Ta strona została skorygowana.

— Bardzo dobrze — odparła Krzysia — ale niech-no mi pan powié, kto tu głównie będzie czynnym?
Huba podniósł palce, zabierając się liczyć na nich, ale nagle się wstrzymał.
— Albo ich jéjmość zna?
— Kogo mi potrzeba, poznać się postaram — zawołała ekonomowa. — Mów-no, mów.
— Najprzód stary Plowe... — rzekł Huba.
— Co to za człowiek? — spytała.
— Jakim-że ma być? Machina doskonała... — rzekł gospodarz. — Każą mu liczyć, będzie liczył; szyć buty, będzie szył, sądzić, będzie sądził...

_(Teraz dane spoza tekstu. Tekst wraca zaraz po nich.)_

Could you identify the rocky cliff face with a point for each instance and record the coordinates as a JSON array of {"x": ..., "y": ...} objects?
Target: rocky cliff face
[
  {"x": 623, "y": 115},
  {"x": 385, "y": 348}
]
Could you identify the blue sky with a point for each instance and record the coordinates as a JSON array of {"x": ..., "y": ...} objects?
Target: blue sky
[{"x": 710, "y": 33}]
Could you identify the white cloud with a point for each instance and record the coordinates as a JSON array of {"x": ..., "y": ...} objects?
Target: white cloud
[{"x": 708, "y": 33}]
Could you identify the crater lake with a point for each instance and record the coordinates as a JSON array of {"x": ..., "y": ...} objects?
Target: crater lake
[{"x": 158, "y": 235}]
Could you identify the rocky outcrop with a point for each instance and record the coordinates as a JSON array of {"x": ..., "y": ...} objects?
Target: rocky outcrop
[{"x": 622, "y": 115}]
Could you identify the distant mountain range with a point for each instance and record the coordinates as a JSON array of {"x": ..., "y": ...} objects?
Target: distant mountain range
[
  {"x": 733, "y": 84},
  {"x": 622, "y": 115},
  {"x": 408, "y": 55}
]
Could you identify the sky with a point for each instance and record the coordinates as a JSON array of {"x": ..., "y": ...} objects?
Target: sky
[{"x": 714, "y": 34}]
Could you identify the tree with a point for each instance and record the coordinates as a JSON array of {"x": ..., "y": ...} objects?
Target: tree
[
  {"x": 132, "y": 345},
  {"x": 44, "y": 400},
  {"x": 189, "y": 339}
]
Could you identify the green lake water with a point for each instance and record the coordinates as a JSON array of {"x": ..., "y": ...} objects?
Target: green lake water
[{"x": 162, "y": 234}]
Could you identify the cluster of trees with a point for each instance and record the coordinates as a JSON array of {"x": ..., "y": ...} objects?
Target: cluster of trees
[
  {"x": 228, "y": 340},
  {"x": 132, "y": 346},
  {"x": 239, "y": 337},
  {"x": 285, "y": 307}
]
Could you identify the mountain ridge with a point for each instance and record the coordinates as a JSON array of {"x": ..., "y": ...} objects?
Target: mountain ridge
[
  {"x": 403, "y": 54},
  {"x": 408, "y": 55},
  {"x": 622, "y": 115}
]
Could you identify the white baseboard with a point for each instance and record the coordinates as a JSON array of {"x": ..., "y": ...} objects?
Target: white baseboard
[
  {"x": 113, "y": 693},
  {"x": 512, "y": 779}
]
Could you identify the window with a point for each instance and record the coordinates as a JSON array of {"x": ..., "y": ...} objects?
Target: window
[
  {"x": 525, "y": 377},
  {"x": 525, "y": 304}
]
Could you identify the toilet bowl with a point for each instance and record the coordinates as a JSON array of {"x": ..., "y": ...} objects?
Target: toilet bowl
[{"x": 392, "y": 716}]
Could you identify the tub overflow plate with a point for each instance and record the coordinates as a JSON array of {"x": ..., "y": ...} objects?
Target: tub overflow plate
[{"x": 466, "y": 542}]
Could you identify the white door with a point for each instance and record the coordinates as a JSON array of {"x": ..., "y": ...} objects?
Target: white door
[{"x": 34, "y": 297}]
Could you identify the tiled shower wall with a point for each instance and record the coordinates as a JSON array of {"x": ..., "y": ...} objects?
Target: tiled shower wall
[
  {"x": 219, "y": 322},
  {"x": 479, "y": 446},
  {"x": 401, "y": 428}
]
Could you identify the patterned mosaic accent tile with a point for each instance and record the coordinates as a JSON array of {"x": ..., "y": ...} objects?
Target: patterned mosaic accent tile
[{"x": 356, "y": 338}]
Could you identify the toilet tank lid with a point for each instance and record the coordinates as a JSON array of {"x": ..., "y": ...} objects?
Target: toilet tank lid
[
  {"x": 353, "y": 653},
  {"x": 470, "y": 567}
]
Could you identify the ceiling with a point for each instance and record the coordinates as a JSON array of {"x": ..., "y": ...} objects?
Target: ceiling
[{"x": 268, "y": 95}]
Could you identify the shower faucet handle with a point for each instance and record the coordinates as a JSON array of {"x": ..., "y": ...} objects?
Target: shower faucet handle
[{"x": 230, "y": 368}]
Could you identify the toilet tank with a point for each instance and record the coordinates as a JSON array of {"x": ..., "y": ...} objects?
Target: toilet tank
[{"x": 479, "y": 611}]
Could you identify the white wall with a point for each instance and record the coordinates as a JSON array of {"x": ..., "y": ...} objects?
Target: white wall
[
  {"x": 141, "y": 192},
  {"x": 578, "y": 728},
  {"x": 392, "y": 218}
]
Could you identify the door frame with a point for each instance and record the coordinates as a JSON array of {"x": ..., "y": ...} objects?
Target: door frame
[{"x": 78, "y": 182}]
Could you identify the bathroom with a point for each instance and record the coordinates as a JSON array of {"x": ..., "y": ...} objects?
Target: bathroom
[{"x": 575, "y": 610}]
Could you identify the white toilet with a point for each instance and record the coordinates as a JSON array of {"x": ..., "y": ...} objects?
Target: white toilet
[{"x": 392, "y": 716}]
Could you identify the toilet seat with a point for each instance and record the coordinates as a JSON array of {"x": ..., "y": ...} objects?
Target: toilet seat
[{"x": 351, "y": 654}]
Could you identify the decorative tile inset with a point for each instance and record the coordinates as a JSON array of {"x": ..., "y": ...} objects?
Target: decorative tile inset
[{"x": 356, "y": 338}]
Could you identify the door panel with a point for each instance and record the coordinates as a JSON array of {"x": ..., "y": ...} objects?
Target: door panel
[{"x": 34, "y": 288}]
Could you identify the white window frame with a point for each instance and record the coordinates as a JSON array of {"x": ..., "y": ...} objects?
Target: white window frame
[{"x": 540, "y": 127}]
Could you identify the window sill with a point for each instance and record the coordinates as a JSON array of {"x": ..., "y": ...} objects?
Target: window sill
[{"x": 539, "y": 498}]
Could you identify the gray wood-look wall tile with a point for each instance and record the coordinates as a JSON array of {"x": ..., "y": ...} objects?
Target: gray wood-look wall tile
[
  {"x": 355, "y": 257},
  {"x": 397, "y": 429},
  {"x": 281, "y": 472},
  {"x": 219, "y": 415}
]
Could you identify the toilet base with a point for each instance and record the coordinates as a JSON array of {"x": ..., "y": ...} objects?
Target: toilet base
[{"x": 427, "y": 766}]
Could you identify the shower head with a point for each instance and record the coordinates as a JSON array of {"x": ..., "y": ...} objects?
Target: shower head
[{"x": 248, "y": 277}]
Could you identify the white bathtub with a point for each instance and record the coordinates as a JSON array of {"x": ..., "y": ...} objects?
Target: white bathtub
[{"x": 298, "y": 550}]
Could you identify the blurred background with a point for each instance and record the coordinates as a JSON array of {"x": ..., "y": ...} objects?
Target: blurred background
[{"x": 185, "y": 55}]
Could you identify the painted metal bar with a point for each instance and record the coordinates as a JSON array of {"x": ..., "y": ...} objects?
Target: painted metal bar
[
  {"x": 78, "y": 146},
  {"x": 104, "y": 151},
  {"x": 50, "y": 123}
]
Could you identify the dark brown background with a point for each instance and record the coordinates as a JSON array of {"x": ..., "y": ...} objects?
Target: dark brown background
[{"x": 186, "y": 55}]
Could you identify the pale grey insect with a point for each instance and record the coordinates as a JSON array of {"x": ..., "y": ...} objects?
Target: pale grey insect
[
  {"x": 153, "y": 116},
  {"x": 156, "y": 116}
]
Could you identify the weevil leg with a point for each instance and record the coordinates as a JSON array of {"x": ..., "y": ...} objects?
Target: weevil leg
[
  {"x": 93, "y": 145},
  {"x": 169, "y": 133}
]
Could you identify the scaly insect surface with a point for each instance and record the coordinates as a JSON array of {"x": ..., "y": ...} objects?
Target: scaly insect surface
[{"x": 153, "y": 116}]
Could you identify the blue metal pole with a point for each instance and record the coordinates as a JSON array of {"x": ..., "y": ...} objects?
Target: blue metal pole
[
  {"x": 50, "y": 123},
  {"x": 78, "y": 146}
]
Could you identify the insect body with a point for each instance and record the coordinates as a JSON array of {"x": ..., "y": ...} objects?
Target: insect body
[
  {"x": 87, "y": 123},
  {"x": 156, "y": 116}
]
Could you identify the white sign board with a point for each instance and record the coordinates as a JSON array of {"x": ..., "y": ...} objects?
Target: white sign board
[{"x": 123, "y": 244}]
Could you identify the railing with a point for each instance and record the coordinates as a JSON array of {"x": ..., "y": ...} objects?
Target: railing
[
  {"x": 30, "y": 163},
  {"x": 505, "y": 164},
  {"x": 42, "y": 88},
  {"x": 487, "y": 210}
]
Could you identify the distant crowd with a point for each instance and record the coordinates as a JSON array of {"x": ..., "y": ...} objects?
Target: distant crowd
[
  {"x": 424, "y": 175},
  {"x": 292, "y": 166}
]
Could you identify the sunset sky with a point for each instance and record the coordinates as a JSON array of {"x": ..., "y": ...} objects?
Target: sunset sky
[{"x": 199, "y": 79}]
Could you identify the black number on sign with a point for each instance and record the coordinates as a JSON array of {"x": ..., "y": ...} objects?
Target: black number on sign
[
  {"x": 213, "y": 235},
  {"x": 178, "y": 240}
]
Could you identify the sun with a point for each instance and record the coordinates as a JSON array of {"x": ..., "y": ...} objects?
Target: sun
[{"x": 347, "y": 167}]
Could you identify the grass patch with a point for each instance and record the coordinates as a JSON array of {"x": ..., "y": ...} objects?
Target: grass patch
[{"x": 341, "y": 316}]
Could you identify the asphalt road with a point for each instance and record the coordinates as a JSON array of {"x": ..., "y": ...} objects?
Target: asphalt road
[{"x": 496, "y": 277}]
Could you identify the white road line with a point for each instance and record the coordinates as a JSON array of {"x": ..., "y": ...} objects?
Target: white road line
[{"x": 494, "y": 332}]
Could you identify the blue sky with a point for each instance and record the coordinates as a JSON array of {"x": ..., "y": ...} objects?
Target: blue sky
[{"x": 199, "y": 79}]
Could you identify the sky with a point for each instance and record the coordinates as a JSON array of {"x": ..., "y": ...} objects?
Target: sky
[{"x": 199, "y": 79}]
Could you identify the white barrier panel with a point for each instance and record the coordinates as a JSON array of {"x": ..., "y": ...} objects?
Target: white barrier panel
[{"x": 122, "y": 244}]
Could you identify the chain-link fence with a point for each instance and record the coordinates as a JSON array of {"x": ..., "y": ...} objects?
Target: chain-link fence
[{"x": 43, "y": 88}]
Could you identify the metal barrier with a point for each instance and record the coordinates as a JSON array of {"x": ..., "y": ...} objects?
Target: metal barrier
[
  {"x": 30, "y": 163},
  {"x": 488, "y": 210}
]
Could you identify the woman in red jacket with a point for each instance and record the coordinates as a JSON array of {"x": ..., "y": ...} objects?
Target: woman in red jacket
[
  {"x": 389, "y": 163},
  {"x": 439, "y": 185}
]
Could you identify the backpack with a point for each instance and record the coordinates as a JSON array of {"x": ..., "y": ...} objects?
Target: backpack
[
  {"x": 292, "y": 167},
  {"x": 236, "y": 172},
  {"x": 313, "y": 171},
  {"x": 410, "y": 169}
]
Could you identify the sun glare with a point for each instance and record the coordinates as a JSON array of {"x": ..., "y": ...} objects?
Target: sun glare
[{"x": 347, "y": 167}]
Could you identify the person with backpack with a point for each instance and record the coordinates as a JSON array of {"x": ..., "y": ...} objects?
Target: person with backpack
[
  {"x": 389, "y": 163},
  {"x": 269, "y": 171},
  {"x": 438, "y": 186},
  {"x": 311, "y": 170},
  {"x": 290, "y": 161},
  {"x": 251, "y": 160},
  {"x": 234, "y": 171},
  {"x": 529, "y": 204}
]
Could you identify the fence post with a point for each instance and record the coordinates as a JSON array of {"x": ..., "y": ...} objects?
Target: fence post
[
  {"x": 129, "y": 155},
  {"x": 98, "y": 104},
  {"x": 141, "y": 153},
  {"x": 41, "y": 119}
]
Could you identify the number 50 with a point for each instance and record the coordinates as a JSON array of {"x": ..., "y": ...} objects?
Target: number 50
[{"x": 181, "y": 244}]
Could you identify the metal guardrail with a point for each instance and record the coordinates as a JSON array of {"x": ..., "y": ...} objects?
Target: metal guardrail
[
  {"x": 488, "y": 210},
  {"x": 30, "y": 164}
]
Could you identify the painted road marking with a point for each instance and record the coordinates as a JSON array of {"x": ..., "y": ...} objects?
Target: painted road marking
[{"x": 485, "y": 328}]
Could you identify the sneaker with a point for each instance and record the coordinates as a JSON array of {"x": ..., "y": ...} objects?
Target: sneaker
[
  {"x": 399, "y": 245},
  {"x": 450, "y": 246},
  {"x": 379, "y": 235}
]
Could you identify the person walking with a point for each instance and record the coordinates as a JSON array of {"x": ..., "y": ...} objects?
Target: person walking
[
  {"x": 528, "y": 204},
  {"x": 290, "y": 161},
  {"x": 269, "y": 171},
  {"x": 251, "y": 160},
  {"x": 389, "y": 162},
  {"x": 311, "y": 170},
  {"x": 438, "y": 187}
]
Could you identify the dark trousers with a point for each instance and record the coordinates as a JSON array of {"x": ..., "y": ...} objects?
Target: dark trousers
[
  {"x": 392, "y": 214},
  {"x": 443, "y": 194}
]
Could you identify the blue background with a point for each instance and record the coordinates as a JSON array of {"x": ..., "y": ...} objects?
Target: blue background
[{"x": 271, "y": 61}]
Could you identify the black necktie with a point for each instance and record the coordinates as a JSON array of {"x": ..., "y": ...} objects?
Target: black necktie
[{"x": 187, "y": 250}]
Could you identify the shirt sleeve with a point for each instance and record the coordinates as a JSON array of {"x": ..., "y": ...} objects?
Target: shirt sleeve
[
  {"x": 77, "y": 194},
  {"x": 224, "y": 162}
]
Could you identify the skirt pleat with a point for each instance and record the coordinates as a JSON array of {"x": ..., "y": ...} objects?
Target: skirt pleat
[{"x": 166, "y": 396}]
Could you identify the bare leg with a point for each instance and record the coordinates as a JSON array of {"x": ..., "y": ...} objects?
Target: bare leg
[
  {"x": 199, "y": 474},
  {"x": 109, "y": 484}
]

— A w sercu? — dodała Krzysia.
— Dobry stary — rzekł Huba. — Z gorliwości zbytniéj nie wyrwie się na przód...
— Daléj kto? — pytała znowu.
Huba jedne po drugich wyliczał nazwiska kilku starszych urzędników. Komentarzy oni wiele nie potrzebowali. Na ostatku przyszedł Baur.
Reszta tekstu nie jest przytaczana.